Though Texas led US petroleum production from 1960, its output declined after 1972. The state has two-fifths of the US’s crude oil proved reserves, but much of the remaining oil and gas are within the shale plays and tighter rock formations, leading many producers to consider fracking and horizontal wells essential for continued production.

Fracking isn’t limited to shale plays, coalbeds and tight sands – more than 95% of US wells are fracked at some point, including those in looser rock formations.

This means that while regions with shale and tight rock may see the most concentrated fracking activity and obvious consequences, its impacts are felt in every wellfield across the country.

The business costs and function of fracking

Fracking can increase well production but comes at a high cost. Its rise in the early 2000s was fueled in part by state and federal incentives.

In 2003, Texas made permanent a severance tax rebate originally designed as a temporary way to incentivize companies to spend money pursuing deeper or more difficult-to-reach reserves, such as those that might require expensive production strategies like fracking or building horizontal wells.
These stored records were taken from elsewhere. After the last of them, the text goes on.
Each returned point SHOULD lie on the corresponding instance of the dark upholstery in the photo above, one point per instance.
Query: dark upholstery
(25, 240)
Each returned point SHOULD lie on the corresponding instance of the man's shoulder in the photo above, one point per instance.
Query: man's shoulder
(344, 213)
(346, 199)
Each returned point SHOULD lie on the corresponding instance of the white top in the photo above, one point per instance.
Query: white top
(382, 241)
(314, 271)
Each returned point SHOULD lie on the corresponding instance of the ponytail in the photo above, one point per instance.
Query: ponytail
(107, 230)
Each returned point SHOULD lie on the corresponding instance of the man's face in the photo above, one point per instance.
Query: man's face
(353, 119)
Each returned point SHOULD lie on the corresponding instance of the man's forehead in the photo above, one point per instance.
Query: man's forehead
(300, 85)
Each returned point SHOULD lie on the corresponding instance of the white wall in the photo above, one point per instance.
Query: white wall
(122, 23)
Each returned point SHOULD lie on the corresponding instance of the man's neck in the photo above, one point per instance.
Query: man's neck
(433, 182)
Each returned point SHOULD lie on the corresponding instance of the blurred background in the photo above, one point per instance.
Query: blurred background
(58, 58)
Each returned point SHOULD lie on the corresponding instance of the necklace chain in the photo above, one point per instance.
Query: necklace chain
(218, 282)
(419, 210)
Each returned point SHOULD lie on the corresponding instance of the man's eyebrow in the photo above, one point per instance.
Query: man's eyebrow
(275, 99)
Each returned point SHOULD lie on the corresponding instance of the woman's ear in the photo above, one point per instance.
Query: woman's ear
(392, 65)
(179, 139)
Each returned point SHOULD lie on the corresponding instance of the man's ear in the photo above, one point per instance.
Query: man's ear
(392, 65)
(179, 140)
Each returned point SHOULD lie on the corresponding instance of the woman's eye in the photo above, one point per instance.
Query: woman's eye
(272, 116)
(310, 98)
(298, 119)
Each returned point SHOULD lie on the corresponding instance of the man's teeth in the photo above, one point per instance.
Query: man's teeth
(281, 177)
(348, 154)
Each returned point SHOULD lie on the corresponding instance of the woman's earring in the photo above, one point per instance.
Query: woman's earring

As of 2025, the tax rebate applies to wells that are deeper than 15,000 feet and aren’t expected to produce more than five barrels of crude oil per day without “stimulation” such as fracking. However, some wells and some types of production (condensate or casinghead gas) do not qualify for the rebate.
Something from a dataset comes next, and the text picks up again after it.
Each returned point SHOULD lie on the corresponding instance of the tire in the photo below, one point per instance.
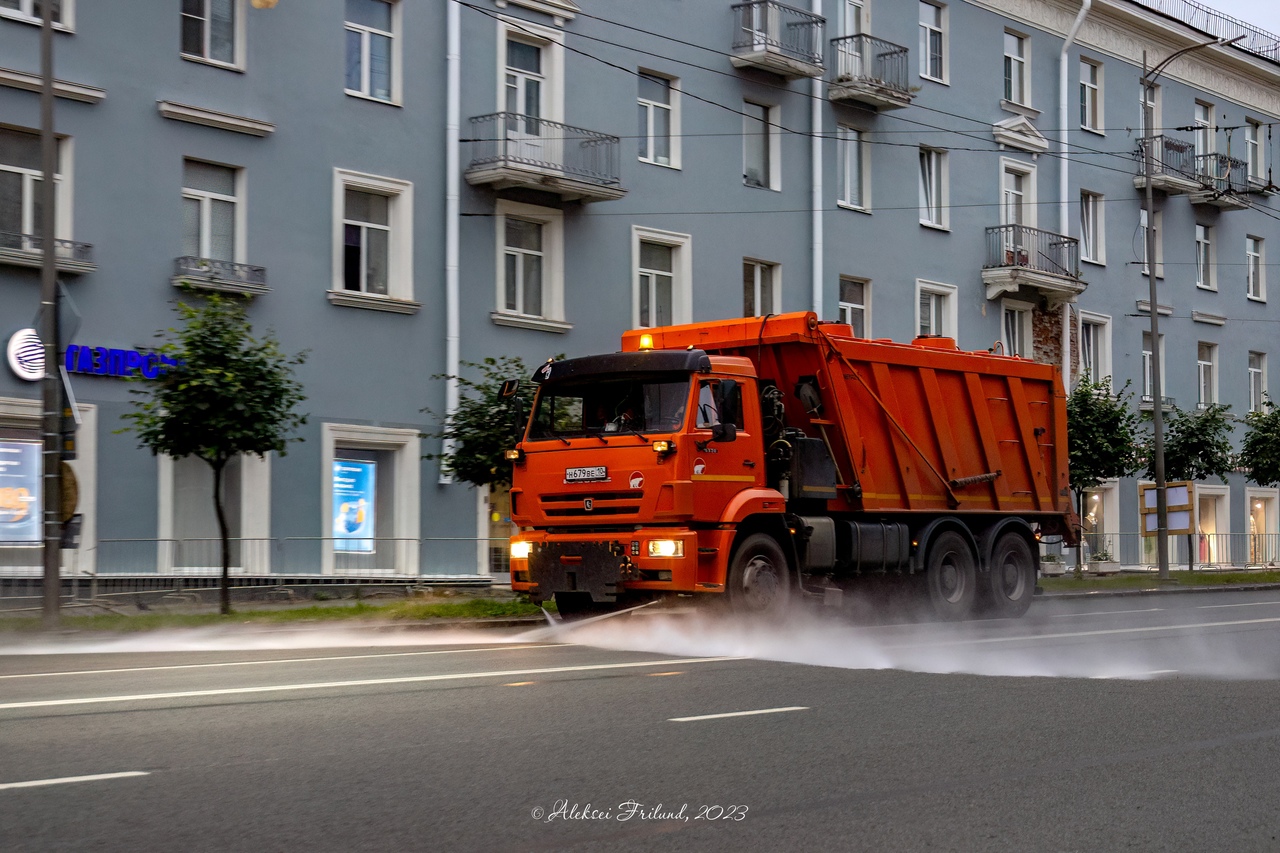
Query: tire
(950, 576)
(759, 583)
(1011, 580)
Other severance tax incentives available as of 2025 in Texas include:

Enhanced Oil Recovery Incentive: Covers oil produced from a new enhanced recovery project or expanding existing project;

Enhanced Oil Recovery Using Anthropogenic CO₂ Incentive: Covers enhanced oil recovery projects that inject gases like carbon dioxide into a well as part of the fracking process;

High-Cost Gas Incentive: Reduces severance taxes for “high-cost gas wells” according to drilling and completion costs;

Incentive to Market Previously Flared or Vented Casinghead Gas: For operators who market casinghead gas that had previously been released into the air for at least 12 months;

Two-Year Inactive Well Incentive: A five-year severance tax exemption for hydrocarbons from a “two-year inactive well,” which has not produced oil or gas in more than one month in the previous two years;

Severance Tax Relief For Marginal Wells: An incentive for producers of “marginally” producing oil and gas wells when oil and gas prices fall below certain levels;

Enhanced Efficiency Equipment Severance Tax Credit: Available for marginal wells for using equipment that reduces the energy required to produce a barrel of fluid by 10% compared to other equipment; and

Incentive for Reuse/Recycling of Hydraulic Fracturing Water: Amends the Texas Tax Code to exempt taxes on items used to process, reuse or recycle wastewater that will be used in hydraulic fracturing work on an oil or gas well.

In 2005, Congress exempted fracking from federal regulation under the Safe Water Drinking Act. While the SWDA’s Underground Injection Control program sets some limited requirements for well siting and construction, it did not cover fracking or its potential impacts.

Even though the EPA revised guidance for fracking in 2014 and developed the “UIC Class II” permitting guidance for fracked wells, that revision only includes fracking that uses diesel fuels as part of the fluid.

A 2017 memo from the EPA Office of Water said that the industry largely moved away from using diesel fuels in the fracking process to avoid stricter permitting. This means that the majority of fracking performed in the US is not regulated by the agency.

Altogether the state and federal policies adopted up until 2025 have tended to allow for oil and gas production with a potentially lower level of cost or oversight, particularly in areas such as Texas with particularly high potential supplies.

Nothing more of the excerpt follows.